The Société des poètes français (/fr/, "Society of French Poets"), or SPF, was founded in 1902 by José-Maria de Heredia, Sully Prudhomme, and Leon Dierx, on the centenary of the birth of Victor Hugo. The first president was Auguste Dorchain. It is the oldest poetry society in France.

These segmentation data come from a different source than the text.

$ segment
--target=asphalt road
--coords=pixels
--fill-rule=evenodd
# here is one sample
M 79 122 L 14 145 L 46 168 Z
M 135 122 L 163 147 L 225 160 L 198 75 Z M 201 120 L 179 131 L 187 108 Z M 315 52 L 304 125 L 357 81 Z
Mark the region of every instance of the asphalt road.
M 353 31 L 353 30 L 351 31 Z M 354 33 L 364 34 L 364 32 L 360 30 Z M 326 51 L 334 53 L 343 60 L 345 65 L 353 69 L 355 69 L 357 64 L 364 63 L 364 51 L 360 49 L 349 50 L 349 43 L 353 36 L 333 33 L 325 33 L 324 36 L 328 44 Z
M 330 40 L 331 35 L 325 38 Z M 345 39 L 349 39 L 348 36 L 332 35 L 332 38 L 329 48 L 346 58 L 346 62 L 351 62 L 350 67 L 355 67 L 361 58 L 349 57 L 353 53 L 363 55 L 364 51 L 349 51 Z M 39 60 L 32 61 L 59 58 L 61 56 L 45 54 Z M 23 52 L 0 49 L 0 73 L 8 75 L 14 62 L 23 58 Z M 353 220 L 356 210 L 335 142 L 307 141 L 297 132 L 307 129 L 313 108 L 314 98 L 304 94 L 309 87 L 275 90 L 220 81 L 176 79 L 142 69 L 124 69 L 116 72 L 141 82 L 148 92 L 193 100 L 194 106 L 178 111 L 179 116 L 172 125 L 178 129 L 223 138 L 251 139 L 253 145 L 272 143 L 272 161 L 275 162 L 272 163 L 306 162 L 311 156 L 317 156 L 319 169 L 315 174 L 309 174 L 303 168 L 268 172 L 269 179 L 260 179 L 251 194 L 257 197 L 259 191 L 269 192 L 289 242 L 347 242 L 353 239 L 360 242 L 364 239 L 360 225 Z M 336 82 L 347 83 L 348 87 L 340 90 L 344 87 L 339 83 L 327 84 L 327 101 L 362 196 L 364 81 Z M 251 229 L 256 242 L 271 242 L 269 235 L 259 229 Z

In 1986, it merged with the Sociétés des Amis de Victor Hugo, des Amis de Paul Verlaine, and des Amis de Pierre Corneille. In 1998 it began publishing the work of contemporary poets, and in 2002 opened a bookshop-gallery at L'Espace Mompezat, 16 rue Monsieur-le-Prince, Paris. It was formally recognised as a public utility by a decree of 23 October 2003. The current president is Vital Heurtebise.

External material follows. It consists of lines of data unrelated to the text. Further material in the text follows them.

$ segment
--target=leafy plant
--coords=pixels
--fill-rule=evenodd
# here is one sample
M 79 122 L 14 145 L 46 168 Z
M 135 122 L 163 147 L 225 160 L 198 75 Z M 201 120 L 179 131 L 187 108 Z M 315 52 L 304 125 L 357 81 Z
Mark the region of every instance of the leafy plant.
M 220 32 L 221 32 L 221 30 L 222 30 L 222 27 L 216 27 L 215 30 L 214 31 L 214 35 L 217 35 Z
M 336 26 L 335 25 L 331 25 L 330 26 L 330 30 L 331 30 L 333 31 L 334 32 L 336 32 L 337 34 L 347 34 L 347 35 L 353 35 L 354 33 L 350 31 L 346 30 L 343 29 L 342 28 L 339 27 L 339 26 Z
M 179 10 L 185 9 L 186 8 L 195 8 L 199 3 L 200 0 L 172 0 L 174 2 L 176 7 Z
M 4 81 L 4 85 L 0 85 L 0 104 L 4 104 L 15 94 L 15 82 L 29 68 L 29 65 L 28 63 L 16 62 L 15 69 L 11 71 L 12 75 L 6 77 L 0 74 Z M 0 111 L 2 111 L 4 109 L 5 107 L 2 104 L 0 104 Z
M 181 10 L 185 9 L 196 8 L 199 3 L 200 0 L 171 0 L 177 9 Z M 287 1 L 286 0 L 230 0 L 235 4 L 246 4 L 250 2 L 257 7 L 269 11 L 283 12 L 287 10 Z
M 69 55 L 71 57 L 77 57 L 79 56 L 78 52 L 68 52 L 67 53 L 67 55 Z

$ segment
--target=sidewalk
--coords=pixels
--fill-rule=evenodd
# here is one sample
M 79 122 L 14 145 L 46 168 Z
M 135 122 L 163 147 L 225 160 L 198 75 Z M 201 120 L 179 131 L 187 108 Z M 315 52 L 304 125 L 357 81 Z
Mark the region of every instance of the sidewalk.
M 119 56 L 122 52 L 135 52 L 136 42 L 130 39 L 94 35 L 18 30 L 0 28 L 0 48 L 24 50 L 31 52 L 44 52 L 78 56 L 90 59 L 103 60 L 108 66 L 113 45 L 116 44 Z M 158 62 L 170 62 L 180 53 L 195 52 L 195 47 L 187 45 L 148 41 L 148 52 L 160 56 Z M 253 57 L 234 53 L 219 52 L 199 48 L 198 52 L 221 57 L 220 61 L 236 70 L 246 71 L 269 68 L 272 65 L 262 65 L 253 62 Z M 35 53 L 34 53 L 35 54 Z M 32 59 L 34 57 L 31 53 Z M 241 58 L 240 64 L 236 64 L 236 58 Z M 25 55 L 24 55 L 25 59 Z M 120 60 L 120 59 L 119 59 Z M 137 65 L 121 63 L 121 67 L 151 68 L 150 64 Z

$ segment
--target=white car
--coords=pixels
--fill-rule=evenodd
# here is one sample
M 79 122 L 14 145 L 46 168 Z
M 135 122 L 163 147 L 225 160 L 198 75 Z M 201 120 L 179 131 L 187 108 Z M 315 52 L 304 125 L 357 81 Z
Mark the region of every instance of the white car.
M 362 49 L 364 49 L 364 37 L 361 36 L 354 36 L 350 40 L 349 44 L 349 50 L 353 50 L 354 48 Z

It publishes the quarterly magazine Agora, and adjudicates many poetry prizes.

==Famous members==

Edmond Haraucourt, Tristan Klingsor, Marie Noël, André Chamson, Georges Duhamel, Pierre Menanteau, Louis Aragon, Henri Bataille, Pierre Benoît, Tristan Bernard, Francis Carco, Maurice Carême, Jean Cocteau, François Coppée, Blaise Cendrars, Pierre Louÿs, Georges Courteline, Daniel-Rops, Tristan Derème, Roland Dorgelès, Paul Fort, Maurice Fombeure, Bernard Grasset, Jules Laforgue, François Mauriac, André Maurois, Amélie Murat, Anna de Noailles, Marcel Pagnol, Jean Richepin, Edmond Rostand, Maurice Rostand, Rosemonde Gérard, Antoine de Saint-Exupéry, Saint-John Perse, Cécile Sauvage, Paul Valéry, Émile Verhaeren, Marguerite Yourcenar, Pascal Bonetti, André Berry, Philippe Chabaneix, Jean-Louis Vallas, Claude Roy, Serge Brindeau, Edmond Humeau, Léopold Sédar Senghor, Pierre Béarn, Jean-Claude Renard, Alexandre Domjan, Jacques Charpentreau, Georges-Emmanuel Clancier, Yves La Prairie, Robert Sabatier, Jean Aubert.